Since there are several concrete "types" and two underlying generic implementions there is a convenience method on the SegmentTree
module to get instances.
require 'data_structures_rmolinari'
SegmentTree = DataStructuresRMolinari::SegmentTree
data = [1, -3, 2, 1, 5, -9]
seg_tree = SegmentTree.construct(data, :max, :ruby)
seg_tree.max_on(0, 2)
seg_tree.max_on(1, 4)
Algorithms
The Algorithms submodule contains some algorithms using the data structures.
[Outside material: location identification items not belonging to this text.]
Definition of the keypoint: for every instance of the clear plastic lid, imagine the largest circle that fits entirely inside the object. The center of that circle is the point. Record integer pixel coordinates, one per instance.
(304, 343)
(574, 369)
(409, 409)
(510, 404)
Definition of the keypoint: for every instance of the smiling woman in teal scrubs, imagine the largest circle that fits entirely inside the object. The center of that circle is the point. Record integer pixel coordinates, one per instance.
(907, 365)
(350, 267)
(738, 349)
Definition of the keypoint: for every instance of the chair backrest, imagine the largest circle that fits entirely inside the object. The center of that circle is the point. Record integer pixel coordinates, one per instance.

maximal_empty_rectangles(points)
- We are given a set P contained in a minimal box B = [x_min, x_max] x [y_min, y_max]. An empty rectangle is a axis-parallel
rectangle with positive area contained in B containing no element of P in its interior. A maximal empty rectangle is an empty
rectangle not properly contained in any other empty rectangle. This method yields each maximal empty rectangle in the form
[left, right, bottom, top].
- The algorithm is due to [DMNS2013].
C Extensions
As another learning process I have implemented several of these data structures as C extensions. The APIs are the same.
Disjoint Union
The C version is called CDisjointUnion
. A benchmark suggests that a long sequence of unite
operations is about 3 times as fast
with CDisjointUnion
as with DisjointUnion
.
The implementation uses the remarkable Convenient Containers library from Jackson Allan.[Allan].
Segment Tree
CSegmentTreeTemplate
is the C implementation of the generic class. Concrete classes are built on top of this in Ruby, just as with
the pure Ruby SegmentTreeTemplate
class.
A benchmark suggests that a long sequence of max_on
operations against a max-val Segment Tree is about 4 times as fast with C as
with Ruby. The speedup factor is lowered to a little over 2 when the Ruby code is run with YJIT (under Ruby 3.1.3).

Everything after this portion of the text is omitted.